The nurse froze as soon as she saw the stained sheets, and her screams hurt the muse pixie’s delicate ears.

But as the nurse turned to summon help, she looked into the bathroom. Her shrieks doubled in intensity, and she shook her head in disbelief.

The muse pixie still had to move slow to free herself. Her four dragonfly-like wings at last sprung free from her pus-filled cocoon inside Toby’s brain, and then she exercised less care in extricating her lithe pink legs.

Her back was covered in a bright red fur that matched the short fiery hair on her head, but the rest of her body was bare. Even with her head turned away from the nurse, the muse pixie’s antennae were visible as they twitched above her head.

She turned around to look at the nurse, blinking her black insect eyes.

The nurse swooned, whimpering as she dropped to the floor.

The muse pixie flitted her translucent wings, giggling as she drifted across the bloody bathroom. Landing by the nurse’s ear, she slid out the shockingly long pink appendage from between her lips again.
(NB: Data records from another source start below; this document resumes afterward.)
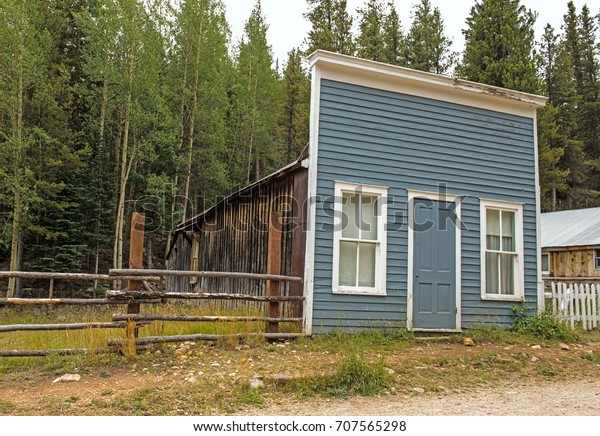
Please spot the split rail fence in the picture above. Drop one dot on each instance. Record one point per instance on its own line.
(576, 303)
(140, 292)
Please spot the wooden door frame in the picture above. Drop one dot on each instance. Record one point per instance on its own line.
(433, 196)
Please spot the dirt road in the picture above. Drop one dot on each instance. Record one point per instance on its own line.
(548, 399)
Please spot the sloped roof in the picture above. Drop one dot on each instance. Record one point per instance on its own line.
(571, 228)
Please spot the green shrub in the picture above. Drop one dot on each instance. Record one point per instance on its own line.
(355, 376)
(544, 326)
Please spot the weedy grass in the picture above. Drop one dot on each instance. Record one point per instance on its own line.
(544, 326)
(355, 375)
(93, 338)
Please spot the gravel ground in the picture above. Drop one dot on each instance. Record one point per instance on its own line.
(562, 398)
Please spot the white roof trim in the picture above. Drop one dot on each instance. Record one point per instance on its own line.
(408, 81)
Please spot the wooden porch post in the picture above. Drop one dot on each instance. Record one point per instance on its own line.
(136, 258)
(273, 267)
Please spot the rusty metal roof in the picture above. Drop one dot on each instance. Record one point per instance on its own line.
(571, 228)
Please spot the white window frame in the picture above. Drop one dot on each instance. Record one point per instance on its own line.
(381, 250)
(519, 270)
(545, 272)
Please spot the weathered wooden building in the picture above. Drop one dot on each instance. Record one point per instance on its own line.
(571, 243)
(423, 204)
(233, 234)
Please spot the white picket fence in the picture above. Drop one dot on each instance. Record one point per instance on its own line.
(576, 302)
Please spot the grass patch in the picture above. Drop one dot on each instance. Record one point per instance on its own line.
(354, 376)
(544, 326)
(6, 407)
(373, 339)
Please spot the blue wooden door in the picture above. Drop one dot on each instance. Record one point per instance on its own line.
(434, 265)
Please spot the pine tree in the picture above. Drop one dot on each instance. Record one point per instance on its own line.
(394, 41)
(575, 93)
(370, 42)
(331, 27)
(427, 48)
(294, 117)
(35, 151)
(257, 99)
(499, 46)
(200, 70)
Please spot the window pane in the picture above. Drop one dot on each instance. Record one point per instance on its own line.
(545, 262)
(369, 218)
(366, 269)
(507, 274)
(350, 217)
(491, 273)
(493, 229)
(348, 263)
(508, 231)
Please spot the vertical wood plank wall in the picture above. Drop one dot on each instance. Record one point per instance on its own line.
(234, 238)
(576, 262)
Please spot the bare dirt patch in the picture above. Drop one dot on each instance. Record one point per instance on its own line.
(424, 379)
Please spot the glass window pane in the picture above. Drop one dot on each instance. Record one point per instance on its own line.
(366, 269)
(507, 274)
(348, 263)
(491, 273)
(493, 229)
(508, 231)
(350, 217)
(369, 218)
(545, 262)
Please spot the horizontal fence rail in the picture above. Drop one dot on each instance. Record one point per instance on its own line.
(74, 276)
(68, 302)
(141, 295)
(576, 303)
(140, 274)
(131, 322)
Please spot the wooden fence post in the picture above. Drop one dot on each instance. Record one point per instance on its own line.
(136, 258)
(273, 267)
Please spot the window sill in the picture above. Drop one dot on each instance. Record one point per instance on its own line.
(359, 291)
(490, 297)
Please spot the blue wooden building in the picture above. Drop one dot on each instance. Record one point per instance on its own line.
(422, 200)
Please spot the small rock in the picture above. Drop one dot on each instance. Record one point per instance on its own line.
(256, 383)
(68, 378)
(468, 342)
(282, 379)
But this tube was not her tongue, and the proboscis instead served as a way to deposit a larval idea into the ear canal. The larva would crawl deeper inside and take root in the brain.

As it fed in the following weeks, it would begin dreaming up stories made by the host’s brain, making it true food for thought. Then, after two months of hibernation, the muse would find her voice.

If the nurse was smart enough to listen to the muse pixie, she would become famous posthumously, just like Toby.